Deployability and Usability. In order to deploy our solution, Oblivion requires a national or local government-wide CA that issues credentials to citizens. We argue that this requirement does not limit practicality of our approach because the issuance of such credentials is already part of an EU standard [12], implemented by some member states and meant to be adopted by all the EU member states [13, 32]. The European EID standards also enable the use of digital credentials for Internet communication (e.g., for online shop**) [13] which also strengthens usability for Oblivion ’s developers as well as end-users.

Scope of Eligibility.

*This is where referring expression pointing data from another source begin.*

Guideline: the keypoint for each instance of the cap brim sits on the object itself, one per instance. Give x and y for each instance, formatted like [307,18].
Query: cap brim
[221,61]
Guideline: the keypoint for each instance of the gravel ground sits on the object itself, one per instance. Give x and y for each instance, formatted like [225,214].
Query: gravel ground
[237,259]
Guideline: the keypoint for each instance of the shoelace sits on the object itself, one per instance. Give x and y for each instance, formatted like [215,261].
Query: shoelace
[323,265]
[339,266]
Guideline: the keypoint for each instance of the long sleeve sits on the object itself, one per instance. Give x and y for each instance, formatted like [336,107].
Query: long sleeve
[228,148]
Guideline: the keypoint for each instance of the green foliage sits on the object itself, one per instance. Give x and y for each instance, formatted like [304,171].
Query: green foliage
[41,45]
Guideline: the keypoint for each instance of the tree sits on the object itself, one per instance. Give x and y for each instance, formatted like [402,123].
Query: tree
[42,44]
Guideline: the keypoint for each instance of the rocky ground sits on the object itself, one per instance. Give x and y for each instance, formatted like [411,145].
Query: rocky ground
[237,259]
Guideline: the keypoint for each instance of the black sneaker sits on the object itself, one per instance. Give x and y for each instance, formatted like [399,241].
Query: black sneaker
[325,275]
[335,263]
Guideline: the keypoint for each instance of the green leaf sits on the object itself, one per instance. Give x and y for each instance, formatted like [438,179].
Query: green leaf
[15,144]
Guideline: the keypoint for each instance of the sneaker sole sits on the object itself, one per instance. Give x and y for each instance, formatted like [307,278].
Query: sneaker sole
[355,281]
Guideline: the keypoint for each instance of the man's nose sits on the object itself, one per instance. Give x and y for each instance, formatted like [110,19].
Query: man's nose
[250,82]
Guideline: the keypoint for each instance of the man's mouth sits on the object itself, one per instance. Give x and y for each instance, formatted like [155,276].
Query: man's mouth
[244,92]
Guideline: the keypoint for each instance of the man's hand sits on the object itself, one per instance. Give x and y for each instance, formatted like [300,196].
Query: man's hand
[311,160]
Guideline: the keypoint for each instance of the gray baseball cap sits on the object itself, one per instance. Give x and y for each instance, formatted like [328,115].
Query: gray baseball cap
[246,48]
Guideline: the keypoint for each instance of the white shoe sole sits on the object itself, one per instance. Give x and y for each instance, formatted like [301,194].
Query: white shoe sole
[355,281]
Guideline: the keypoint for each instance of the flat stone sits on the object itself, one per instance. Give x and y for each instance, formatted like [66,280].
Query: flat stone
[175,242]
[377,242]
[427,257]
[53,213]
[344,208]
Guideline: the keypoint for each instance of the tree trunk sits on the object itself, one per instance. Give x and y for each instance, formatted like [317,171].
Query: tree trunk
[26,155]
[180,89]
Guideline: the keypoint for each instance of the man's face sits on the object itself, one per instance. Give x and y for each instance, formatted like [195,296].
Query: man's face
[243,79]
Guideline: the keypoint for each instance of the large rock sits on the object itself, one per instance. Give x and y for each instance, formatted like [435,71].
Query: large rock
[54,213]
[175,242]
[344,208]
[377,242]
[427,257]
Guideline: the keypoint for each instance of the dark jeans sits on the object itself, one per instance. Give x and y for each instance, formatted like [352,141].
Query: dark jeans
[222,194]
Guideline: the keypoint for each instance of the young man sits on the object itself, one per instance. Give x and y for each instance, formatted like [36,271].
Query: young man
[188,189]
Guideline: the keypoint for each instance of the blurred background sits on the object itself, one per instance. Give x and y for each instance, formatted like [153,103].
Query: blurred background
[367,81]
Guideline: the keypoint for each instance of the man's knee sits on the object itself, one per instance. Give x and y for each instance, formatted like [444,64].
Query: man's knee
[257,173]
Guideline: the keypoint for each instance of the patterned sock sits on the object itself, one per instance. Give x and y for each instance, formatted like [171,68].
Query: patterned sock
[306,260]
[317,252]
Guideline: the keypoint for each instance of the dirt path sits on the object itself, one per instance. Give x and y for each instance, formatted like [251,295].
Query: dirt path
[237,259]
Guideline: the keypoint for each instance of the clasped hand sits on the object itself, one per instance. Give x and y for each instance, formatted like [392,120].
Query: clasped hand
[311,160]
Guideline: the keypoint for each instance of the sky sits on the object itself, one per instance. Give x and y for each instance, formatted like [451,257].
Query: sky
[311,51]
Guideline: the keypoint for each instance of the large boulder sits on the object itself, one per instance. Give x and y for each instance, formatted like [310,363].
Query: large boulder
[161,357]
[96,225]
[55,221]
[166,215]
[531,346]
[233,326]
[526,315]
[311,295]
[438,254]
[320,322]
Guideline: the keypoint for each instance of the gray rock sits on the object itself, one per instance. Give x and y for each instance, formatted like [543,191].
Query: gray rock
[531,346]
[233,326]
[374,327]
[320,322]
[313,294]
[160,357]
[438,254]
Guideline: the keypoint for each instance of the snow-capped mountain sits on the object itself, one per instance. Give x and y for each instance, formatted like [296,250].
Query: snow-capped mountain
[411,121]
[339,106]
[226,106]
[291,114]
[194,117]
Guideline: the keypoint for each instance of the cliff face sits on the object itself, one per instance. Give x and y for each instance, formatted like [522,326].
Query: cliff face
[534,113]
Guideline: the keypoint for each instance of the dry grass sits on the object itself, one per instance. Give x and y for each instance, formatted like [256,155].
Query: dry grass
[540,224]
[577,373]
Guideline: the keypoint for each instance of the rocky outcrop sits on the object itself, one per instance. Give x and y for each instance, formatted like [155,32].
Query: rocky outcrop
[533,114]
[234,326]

First, it is a hard problem to decide on the eligibility of an ownership claim if two persons have the same attributes, e.g., name. Oblivion addresses this issue by using attributes that in combination should be sufficiently unique for most people. Second, our framework cannot decide whether a piece of content is of public interest (such information falls into the category of freedom of the press) and outweighs the privacy interest of an individual. This decision is a legal assessment. This is outside of the scope of Oblivion and subject to ongoing research about the automation of legal assessments [4].

Privacy and Availability. The OCP could be a third-party service or managed by the search engine provider. From a privacy point of view, the latter setup may reveal personal information about citizens. However, we argue that a search engine provider does not learn more than what is already available in the article. This is because Oblivion follows a principle of least privilege, where only those particular attributes that are present in the article are sent to the OCP. The collection of information and verification makes the OCP a key component of Oblivion. The availability of the OCP becomes essential in the long-run success of Oblivion. Therefore, to prevent a single point of failure, we can consider deploying multiple instances of the OCP.

Robustness. Oblivion relies on NLP and image recognition techniques. The NLP technique we use in our framework is simple and sufficiently robust in practice. Concerning robustness of the image recognition technique, recent research has shown that automated face recognition is almost comparable to human face recognition accuracy [31]. Therefore, when the removal request includes a picture that uniquely identifies the user with a certain confidence (part of the deployed policy), our framework can easily approve the removal request.

7 Conclusion

In this work, we have introduced a universal framework, called Oblivion, providing the foundation to support the enforcement of the right to be forgotten in a scalable and automated manner both for users and indexing systems. The framework enables a user to automatically identify personal information in a given article and the indexing system to automatically verify the user’s eligibility. The framework also achieves censorship-resistance, i.e., users cannot blacklist a piece of data unless it affects them personally. This is accomplished using the government-issued digital credentials as well as applying the entity disambiguator technique. We have conducted comprehensive evaluations of Oblivion on existing articles, showing that the framework incurs only minimal overhead and is capable of handling 278 removal requests per second on a standard notebook (2.5 GHz dual core). In these evaluations, we have observed that the remaining performance bottleneck on the OCP is caused by the entity disambiguator (i.e., AIDA) and the face recognition (i.e., OpenCV) algorithms. We believe that optimized versions of both could help in significantly improving the performance.

For future work, we plan to improve Oblivion’s accuracy and overall coverage for proving affectedness. Following the principle of reCAPTCHA digitizing books [33], improving the accuracy of NER by taking into account the user client tagging constitutes a promising approach. Another promising research direction is to analyze the assessment of lawfulness and automate the application of future guidelines for the right to be forgotten. Staying close to the precedent, this would also require semantically analyzing the article to determine if its content violates privacy rights, e.g., by being outdated or by containing sensitive information for the entity requesting removal.